City Enforcement And Hosts Push Back
City staff combed rental platforms and identified at least a dozen listings operating without required licenses, and the city has issued cease-and-desist notices, TMJ4 reports. Documents obtained by TMJ4 indicate only four short-term rentals in Glendale currently hold the county or health-department licenses the city expects. One licensed host, Ihor Levytskyy, told the station that a license cost "a couple hundred dollars" but that roughly 90% of his bookings last two or three nights, the very stays the new rule effectively wipes out.

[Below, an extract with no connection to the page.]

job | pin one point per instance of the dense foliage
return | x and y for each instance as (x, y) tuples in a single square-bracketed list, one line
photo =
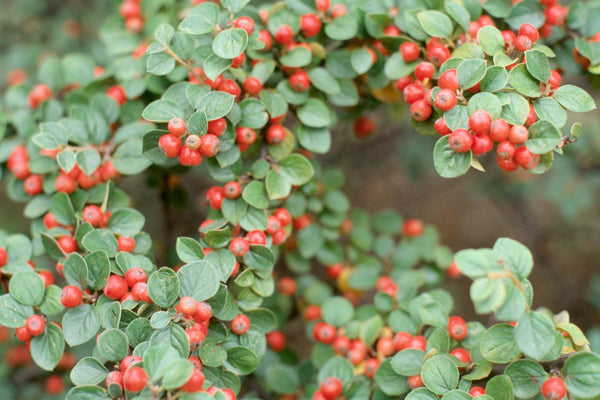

State Law Sets The Outer Limit
Wisconsin's "right to rent" statute, Wis. Stat. §66.1014, prevents municipalities from prohibiting rentals of seven consecutive days or longer while allowing local bans on shorter stays and certain annual caps, as laid out in the statute text on Justia. Cities can still regulate licensing, inspections and nuisance behavior, but rules that functionally eliminate rentals of seven days or more may invite legal challenges. That legal boundary helps explain why Glendale went after sub-week stays instead of trying to outlaw short-term rentals outright.
What Hosts Should Do Now
The city says it will focus on bringing unlicensed operators into compliance, and several listings have already been asked to stop operating, according to CBS58. Hosts who have built their business around weekend guests say they will have to pivot to weeklong or longer stays, rework pricing or consider pulling properties from short-term platforms altogether. For now, operators are being urged to check in with the City of Glendale and the North Shore Health Department about licensing requirements and timelines as enforcement ramps up.